Immunogold detection of lysosomal-associated membrane protein 1 (LAMP1) (Eskelinen, 2006) demonstrated that the vesicles in cells from Mex >Pex5-i flies were lysosomes (Figure 1D, panels c and d). Lysosomes are responsible for the degradation of macromolecules derived from the extracellular space by endocytosis or phagocytosis, as well as macromolecules from the cytoplasm produced by autophagy (Eskelinen, 2006; Luzio et al., 2007). We stained midguts from infected control flies and Mex >Pex5-i flies with the lysosome marker Lysotracker (Juhasz and Neufeld, 2008; Kim et al., 2013). Lysotracker-positive vesicles accumulated in Mex >Pex5-i midgut cells but not in control midgut cells (Supplemental Figure S1E). Similarly, immunofluorescence detection of the autophagy-specific protein ATG1 showed increased ATG1 levels in Mex >Pex5-i midgut cells compared with control midgut cells (Supplemental Figure S1F). Lysotracker-positive and ATG1-positive puncta largely overlapped in Mex >Pex5-i midgut cells (Figure 1E).

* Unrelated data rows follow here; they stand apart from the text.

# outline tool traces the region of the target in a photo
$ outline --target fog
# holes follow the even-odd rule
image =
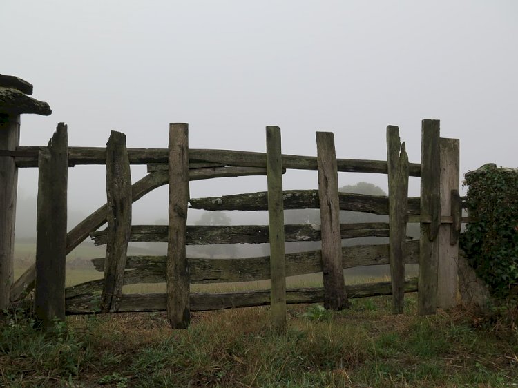
[[[421,121],[439,119],[442,137],[460,139],[461,175],[518,164],[512,0],[3,0],[0,12],[0,72],[32,83],[53,112],[22,117],[21,145],[46,144],[64,122],[70,146],[104,146],[116,130],[128,147],[166,147],[169,123],[188,122],[191,148],[264,152],[265,127],[278,125],[284,153],[316,155],[314,133],[328,130],[338,157],[383,159],[392,124],[419,162]],[[132,179],[145,173],[135,166]],[[71,211],[87,215],[106,201],[105,176],[104,166],[69,170]],[[386,180],[339,175],[340,186],[385,191]],[[35,169],[19,171],[29,202],[37,181]],[[316,172],[285,177],[286,189],[316,186]],[[261,191],[266,178],[190,189],[191,197]],[[410,195],[419,191],[411,179]],[[166,217],[166,200],[164,187],[136,202],[134,223]],[[265,219],[232,216],[254,217]]]

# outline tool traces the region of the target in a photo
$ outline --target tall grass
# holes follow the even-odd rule
[[[173,330],[164,313],[71,316],[46,335],[19,312],[0,323],[6,387],[512,387],[518,333],[460,309],[419,317],[390,298],[350,309],[289,306],[288,329],[267,307],[193,313]],[[474,323],[477,323],[474,324]]]

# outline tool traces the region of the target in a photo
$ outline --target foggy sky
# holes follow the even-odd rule
[[[517,167],[518,3],[400,1],[37,1],[0,3],[0,72],[34,85],[48,117],[24,115],[21,145],[46,144],[57,123],[70,146],[166,147],[170,122],[189,123],[196,148],[265,151],[278,125],[282,152],[316,155],[316,130],[334,133],[338,157],[386,159],[400,127],[420,162],[421,121],[460,139],[461,174],[488,162]],[[132,169],[133,181],[145,167]],[[36,196],[35,169],[19,173]],[[386,175],[339,175],[387,190]],[[69,170],[69,206],[106,201],[104,167]],[[419,195],[411,180],[410,195]],[[289,171],[286,189],[317,186]],[[265,177],[197,182],[191,196],[266,190]],[[134,205],[164,218],[166,188]]]

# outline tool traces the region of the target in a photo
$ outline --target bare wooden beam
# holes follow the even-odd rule
[[[68,147],[66,125],[59,123],[39,154],[34,309],[44,329],[65,319]]]
[[[285,225],[286,242],[320,241],[320,224],[301,224]],[[363,237],[388,237],[388,224],[364,222],[341,224],[342,239]],[[106,229],[90,234],[95,245],[108,242]],[[130,241],[132,242],[167,242],[166,225],[133,225]],[[265,244],[269,242],[267,225],[187,225],[187,245],[213,245],[218,244]]]
[[[322,227],[324,307],[343,310],[349,307],[342,269],[338,178],[334,137],[331,132],[316,133],[318,194]]]
[[[117,311],[131,231],[131,172],[126,135],[113,130],[106,147],[106,204],[108,245],[104,262],[104,283],[101,312]]]
[[[437,262],[437,307],[450,309],[457,304],[459,291],[457,284],[457,261],[459,243],[450,244],[452,233],[460,225],[460,206],[457,211],[452,202],[452,191],[459,193],[460,180],[458,139],[441,139],[441,215],[452,216],[454,224],[441,224],[439,231],[439,253]]]
[[[20,142],[20,116],[9,115],[0,121],[0,148],[13,151]],[[15,221],[18,169],[12,157],[0,157],[0,311],[12,299],[15,275]]]
[[[38,146],[17,147],[20,151],[38,151]],[[104,164],[106,148],[101,147],[70,147],[69,166],[79,164]],[[128,148],[131,164],[167,164],[168,151],[166,148]],[[266,153],[233,150],[189,150],[189,163],[215,164],[222,166],[266,168]],[[37,157],[17,157],[18,167],[37,167]],[[384,160],[362,160],[337,159],[338,171],[345,173],[387,173],[387,162]],[[282,168],[296,170],[317,170],[316,157],[296,155],[283,155]],[[410,164],[410,175],[419,177],[421,165]]]
[[[390,282],[346,286],[351,298],[367,298],[390,295],[392,292]],[[405,282],[405,292],[417,291],[417,280],[409,279]],[[91,314],[99,309],[99,302],[92,294],[67,298],[66,312],[68,314]],[[124,295],[119,312],[164,311],[166,310],[167,294],[148,293]],[[287,304],[319,303],[324,300],[324,289],[318,287],[288,289]],[[241,291],[226,293],[192,293],[190,306],[193,311],[220,310],[238,307],[265,306],[270,304],[269,290]]]
[[[266,127],[268,220],[270,242],[270,306],[271,324],[286,330],[286,262],[282,204],[282,162],[280,128]]]
[[[419,263],[419,241],[407,242],[405,251],[405,264]],[[385,244],[343,246],[342,255],[349,258],[343,263],[344,269],[389,264],[388,244]],[[104,258],[92,260],[97,271],[104,270]],[[323,271],[320,251],[287,253],[285,260],[286,276]],[[142,283],[164,282],[166,261],[166,256],[129,256],[126,269],[138,271],[131,271],[130,276],[126,273],[124,284],[134,284],[135,280],[138,280],[136,282]],[[189,276],[193,284],[256,282],[270,278],[269,256],[233,259],[189,258]]]
[[[423,120],[421,127],[421,214],[430,217],[421,224],[419,248],[419,315],[435,313],[437,306],[439,229],[441,225],[439,121]]]
[[[318,190],[285,190],[283,192],[284,208],[319,208],[320,198]],[[351,193],[338,193],[340,210],[361,211],[372,214],[388,215],[388,197],[385,195],[366,195]],[[209,197],[191,198],[191,208],[203,210],[267,210],[266,191]],[[419,197],[408,199],[409,215],[420,214]]]
[[[408,206],[408,156],[401,144],[399,128],[387,127],[388,159],[390,278],[392,312],[402,314],[405,307],[405,249]]]
[[[169,238],[167,244],[167,318],[173,329],[186,329],[189,274],[185,238],[189,202],[189,127],[169,126]]]

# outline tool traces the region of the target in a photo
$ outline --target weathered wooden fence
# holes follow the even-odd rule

Tor kinase signaling is reduced in gut epithelial cells with dysfunctional peroxisomes

There is growing evidence of lipotoxicity and oxidative stress acting as important intracellular signal transducers that sustain autophagy (Wu et al., 2009; Martino et al., 2012; Filomeni et al., 2015). Midguts from Mex >Pex5-i flies with dysfunctional peroxisomes showed greater expression of the autophagy genes ATG1, ATG3 and ATG8a compared with control midguts (Figure 1F). Induction of ATG genes in response to chemically induced oxidative stress has been reported to be dependent on the c-Jun N-terminal kinase (JNK) pathway in Drosophila gut (Wu et al., 2009). Activation of the JNK pathway can be measured by antibody detection of phosphorylated JNK (P-JNK). The amounts of P-JNK were comparable in midguts from control flies and Mex >Pex5-i flies (Supplemental Figure S1G), suggesting that the increased transcript levels of ATG genes observed in midguts from Mex >Pex5-i flies were not due to activation of the JNK pathway.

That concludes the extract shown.